Figure 2. Cdc42 reduction alleviated APC^Min/+ intestinal polyposis.

(A) Western blots showed increased levels of active Cdc42 in small and large intestines of 7-week APC^Min/+ mouse intestines compared with age matched wild type mice of same genetic background (left panel, compare lanes 1–3 to lanes 4–6). Total and active Cdc42 were increased in older APC^Min/+ mice (right panel). Jej: jejunum; Ile: ileum; Col: colon.

(B) Arhgef4 immunohistochemstry showed expansion of its expression domain into adenomatous tissues in APC^Min/+ intestines.

(C) Dysplastic lesion in 40-day old APC^Min/+ mice. Note that the distorted glands possess large eosinophilic granular debris, typically found in.Paneth cells.

(D) Total deletion of Cdc42 in Cdc42^ΔIEC; APC^Min/+ mice caused epithelial cystic formations. No dysplastic crypt was found. There is a complete loss of Paneth cell granule in crypts.

(E) Western blots for total, active Cdc42, and several Wnt targets. Note that Cdc42^fl/+;Vil-Cre littermate mice, phenotypically wild type in terms of intestinal development and function (19), were used as reference.

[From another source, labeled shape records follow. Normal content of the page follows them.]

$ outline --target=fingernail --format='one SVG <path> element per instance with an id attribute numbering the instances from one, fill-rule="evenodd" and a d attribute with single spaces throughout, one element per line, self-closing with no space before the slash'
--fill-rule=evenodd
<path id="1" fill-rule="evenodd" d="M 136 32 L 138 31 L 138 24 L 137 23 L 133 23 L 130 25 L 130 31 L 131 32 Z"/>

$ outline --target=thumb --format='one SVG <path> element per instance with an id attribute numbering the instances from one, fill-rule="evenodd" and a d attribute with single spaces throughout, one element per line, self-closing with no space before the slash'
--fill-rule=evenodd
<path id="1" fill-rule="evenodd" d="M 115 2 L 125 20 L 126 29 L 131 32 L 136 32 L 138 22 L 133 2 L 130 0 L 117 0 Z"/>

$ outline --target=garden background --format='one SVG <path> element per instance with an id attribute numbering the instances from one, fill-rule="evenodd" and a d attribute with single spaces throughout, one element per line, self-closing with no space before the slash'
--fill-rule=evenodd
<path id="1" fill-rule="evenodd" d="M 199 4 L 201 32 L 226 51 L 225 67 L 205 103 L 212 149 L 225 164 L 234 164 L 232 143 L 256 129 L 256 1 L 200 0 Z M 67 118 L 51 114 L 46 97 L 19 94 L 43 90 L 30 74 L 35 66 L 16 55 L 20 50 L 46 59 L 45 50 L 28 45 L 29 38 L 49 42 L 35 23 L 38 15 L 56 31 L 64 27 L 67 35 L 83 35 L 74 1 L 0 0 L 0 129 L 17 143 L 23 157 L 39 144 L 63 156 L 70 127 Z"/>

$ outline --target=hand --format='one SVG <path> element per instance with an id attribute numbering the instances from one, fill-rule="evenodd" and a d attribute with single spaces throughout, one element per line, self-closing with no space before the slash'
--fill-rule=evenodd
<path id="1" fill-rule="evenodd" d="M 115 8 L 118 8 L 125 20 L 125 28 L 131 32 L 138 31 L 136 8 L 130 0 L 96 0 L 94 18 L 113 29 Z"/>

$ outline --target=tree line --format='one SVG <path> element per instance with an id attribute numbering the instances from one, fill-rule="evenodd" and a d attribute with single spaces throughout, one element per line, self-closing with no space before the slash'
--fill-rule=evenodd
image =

(F) Cdc42 reduction decreased the tumor load in APC^Min/+ mouse intestines. Macroscopic polyp detection by indigo carmine staining was followed by histology analyses and β-catenin immunohistochemistry on swiss-roll intestinal sections to identify adenoma. Note that Cdc42 inhibition reduced β-catenin nuclear but not epithelial junction staining. All comparison was made from same intestinal segments from littermate animals unless specified otherwise.

(G) Tumor numbers were counted and sizes were measured in duodenum, jejunum and ileum of mice with indicated genotypes. * indicates p<0.05 when compared to Cdc42^L/+;Vil-Cre; and # indicates p<0.05 when compared to APC^Min/+ mice. Scale bars, 5 μm.